Meteors, or shooting stars, as they are sometimes called, are pieces of debris from somewhere in the cosmos that find their way into the atmosphere.
After traveling unimpeded through the cold and and empty interplanetary reaches, they encounter the increasing density of the earth’s atmosphere, and the friction of their passage makes them glow and burn.
Those fortunate enough to see the heavenly fire are witnesses to the final moments of what has been a long a voyage across the darkness of space.
Kristen Page-Kirby saw it from Deale, Md., on the shores of the Chesapeake.
Ian Janetta saw not only the charracteristic streak of light, but also eventual destruction of the chunk of matter that came from afar.
It looked, he said, like “a very bright meteor, which broke apart into many pieces before disintegrating and disappearing
“It was bright orange in color, with streaks of gold and green when it broke apart.”
In the Ashburn area of Loudoun County, John Carbonara was leaving a function at Lost Rhino’s Retreat.
Something caught his eye, he said, something reminiscent perhaps of the light on an airplane.
Then, he said, he saw “something large and flaming.
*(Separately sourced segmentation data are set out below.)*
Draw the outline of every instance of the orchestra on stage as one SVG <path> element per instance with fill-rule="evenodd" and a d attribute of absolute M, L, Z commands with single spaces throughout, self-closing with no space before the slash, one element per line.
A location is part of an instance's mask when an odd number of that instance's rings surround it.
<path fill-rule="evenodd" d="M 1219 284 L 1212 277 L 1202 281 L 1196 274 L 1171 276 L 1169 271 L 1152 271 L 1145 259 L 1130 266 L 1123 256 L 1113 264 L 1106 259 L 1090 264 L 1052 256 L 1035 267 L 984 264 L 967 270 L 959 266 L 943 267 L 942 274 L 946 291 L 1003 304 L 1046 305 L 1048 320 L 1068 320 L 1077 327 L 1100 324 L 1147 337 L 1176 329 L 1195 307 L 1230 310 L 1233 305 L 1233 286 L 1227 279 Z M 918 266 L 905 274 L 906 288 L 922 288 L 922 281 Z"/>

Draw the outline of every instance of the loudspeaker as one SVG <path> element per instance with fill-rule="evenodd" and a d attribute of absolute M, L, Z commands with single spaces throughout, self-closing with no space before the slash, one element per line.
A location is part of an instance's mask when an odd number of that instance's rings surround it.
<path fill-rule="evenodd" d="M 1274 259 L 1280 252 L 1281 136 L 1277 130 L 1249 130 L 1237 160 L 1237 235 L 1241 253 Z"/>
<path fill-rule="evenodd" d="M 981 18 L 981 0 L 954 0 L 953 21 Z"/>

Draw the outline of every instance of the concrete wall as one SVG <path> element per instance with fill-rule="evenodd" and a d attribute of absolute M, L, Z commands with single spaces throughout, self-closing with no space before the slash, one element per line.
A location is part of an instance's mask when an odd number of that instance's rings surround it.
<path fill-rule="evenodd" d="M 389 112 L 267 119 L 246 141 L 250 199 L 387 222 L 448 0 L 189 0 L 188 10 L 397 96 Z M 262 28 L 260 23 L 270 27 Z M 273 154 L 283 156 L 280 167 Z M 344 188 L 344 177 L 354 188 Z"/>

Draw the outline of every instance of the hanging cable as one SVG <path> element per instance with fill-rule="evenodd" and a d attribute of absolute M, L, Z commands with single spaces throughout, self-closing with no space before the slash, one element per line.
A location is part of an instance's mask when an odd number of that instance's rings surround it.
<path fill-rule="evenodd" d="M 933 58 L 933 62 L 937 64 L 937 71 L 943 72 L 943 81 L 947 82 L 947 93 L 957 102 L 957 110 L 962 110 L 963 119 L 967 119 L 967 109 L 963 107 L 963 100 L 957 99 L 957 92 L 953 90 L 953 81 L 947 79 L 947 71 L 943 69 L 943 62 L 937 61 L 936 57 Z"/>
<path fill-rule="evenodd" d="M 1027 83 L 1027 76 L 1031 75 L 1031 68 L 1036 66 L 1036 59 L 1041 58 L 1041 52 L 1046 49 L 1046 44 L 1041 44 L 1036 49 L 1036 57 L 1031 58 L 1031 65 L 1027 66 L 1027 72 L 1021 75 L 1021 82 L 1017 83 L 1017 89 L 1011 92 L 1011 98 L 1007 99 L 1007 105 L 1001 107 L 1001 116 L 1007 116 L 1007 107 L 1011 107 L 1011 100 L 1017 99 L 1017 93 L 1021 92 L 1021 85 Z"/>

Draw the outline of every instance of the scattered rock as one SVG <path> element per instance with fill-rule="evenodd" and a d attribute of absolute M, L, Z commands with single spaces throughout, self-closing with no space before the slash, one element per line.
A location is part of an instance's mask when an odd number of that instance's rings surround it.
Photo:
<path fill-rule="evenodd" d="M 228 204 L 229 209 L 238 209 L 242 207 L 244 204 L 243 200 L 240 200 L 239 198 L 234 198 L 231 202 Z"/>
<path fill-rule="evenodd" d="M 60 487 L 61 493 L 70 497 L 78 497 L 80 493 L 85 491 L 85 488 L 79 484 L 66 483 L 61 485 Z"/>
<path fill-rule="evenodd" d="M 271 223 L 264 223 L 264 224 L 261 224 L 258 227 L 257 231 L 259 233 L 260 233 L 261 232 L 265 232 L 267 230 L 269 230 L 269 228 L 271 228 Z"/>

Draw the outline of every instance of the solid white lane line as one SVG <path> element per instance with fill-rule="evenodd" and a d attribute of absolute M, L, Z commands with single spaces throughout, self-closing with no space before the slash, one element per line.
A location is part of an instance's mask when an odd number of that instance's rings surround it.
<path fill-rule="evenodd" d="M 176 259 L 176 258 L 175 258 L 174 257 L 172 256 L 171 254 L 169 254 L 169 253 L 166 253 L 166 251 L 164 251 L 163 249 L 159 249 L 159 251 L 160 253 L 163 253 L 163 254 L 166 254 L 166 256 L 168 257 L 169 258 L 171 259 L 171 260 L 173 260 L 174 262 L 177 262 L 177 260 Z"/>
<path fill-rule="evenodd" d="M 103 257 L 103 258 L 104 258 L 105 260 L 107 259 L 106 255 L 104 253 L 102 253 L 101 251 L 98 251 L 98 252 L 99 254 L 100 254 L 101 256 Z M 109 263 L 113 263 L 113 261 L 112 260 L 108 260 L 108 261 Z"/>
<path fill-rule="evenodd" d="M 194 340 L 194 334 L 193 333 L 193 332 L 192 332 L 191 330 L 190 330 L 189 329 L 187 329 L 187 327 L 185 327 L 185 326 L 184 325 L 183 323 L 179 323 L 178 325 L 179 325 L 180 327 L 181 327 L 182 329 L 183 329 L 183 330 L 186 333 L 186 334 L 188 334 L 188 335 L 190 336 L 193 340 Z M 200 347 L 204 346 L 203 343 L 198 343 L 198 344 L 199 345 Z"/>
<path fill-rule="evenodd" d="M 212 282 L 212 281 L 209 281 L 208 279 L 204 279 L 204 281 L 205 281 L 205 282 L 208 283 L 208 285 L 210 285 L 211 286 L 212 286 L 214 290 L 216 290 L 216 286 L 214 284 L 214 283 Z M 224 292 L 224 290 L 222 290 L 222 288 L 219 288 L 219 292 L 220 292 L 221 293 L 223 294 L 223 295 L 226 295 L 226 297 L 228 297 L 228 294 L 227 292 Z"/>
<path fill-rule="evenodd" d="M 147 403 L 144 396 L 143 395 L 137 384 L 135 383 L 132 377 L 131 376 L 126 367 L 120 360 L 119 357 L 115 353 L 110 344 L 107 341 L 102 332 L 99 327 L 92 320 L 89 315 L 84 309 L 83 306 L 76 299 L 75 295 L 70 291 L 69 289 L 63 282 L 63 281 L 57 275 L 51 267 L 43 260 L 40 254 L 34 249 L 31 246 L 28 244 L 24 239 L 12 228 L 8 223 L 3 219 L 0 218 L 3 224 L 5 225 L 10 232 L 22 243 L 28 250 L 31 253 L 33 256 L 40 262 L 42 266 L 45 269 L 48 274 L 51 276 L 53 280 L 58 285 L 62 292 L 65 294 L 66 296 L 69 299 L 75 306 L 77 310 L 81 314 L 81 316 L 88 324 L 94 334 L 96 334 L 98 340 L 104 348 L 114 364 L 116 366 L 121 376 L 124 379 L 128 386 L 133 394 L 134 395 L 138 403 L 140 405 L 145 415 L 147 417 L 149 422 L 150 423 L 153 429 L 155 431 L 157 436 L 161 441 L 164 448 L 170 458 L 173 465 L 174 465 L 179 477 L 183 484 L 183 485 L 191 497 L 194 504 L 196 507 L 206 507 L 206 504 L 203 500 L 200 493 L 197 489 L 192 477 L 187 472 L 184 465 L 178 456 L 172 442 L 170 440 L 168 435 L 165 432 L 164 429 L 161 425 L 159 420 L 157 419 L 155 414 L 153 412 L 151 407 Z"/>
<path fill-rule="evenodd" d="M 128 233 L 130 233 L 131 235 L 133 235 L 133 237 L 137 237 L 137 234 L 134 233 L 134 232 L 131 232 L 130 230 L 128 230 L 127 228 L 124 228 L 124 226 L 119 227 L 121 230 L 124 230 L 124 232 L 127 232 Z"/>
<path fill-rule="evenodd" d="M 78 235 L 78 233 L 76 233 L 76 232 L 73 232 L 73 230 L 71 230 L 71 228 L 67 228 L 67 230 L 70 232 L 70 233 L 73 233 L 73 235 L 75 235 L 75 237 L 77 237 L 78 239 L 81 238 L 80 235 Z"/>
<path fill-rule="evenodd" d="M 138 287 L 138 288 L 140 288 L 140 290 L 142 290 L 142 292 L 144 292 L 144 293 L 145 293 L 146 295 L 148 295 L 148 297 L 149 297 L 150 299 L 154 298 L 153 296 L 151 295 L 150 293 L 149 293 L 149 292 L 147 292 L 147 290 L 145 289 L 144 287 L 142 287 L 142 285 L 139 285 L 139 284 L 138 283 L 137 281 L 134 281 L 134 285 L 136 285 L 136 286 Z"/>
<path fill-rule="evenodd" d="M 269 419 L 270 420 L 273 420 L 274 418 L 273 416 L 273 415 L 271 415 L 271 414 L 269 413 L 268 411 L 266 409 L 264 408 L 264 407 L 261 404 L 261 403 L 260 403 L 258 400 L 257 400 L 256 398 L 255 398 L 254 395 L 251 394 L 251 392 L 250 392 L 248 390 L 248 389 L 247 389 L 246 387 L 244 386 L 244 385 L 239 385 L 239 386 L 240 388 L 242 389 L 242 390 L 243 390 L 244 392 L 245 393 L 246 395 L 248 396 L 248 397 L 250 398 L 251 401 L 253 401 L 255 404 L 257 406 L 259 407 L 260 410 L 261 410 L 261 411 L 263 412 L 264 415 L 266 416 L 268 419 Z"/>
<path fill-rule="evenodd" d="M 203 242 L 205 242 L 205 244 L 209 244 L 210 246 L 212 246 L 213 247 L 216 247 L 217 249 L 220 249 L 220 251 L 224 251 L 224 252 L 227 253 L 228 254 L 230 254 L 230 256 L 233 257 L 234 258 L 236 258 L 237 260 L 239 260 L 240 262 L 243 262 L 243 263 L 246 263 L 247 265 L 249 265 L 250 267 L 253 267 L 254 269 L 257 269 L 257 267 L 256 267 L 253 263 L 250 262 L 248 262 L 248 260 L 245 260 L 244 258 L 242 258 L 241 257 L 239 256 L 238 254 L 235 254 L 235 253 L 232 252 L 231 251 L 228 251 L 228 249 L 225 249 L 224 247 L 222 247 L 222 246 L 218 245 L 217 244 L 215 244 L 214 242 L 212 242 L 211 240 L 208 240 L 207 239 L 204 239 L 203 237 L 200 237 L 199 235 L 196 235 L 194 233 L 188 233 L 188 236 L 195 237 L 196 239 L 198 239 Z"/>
“It looked like it was breaking up,” he said, leaving a trail of sparks.
It streaked behind a house, and then it vanished.
He had seen typical shooting stars, he said, but they were not like this. This, he said, “was far larger.”
In the District, someone attending the movie night in Adams Morgan was also impressed, and took to Twitter to comment.
“Just saw an incredible streak across the sky,” he said.
By coincidence, the full title of the movie billed for Tuesday night showing was “Rogue One: A Star Wars Story” and the audience member did not fail to note the appropriateness of the off screen sight. Of the spectacular meteor, the Tweet said:”Fitting for Star Wars.”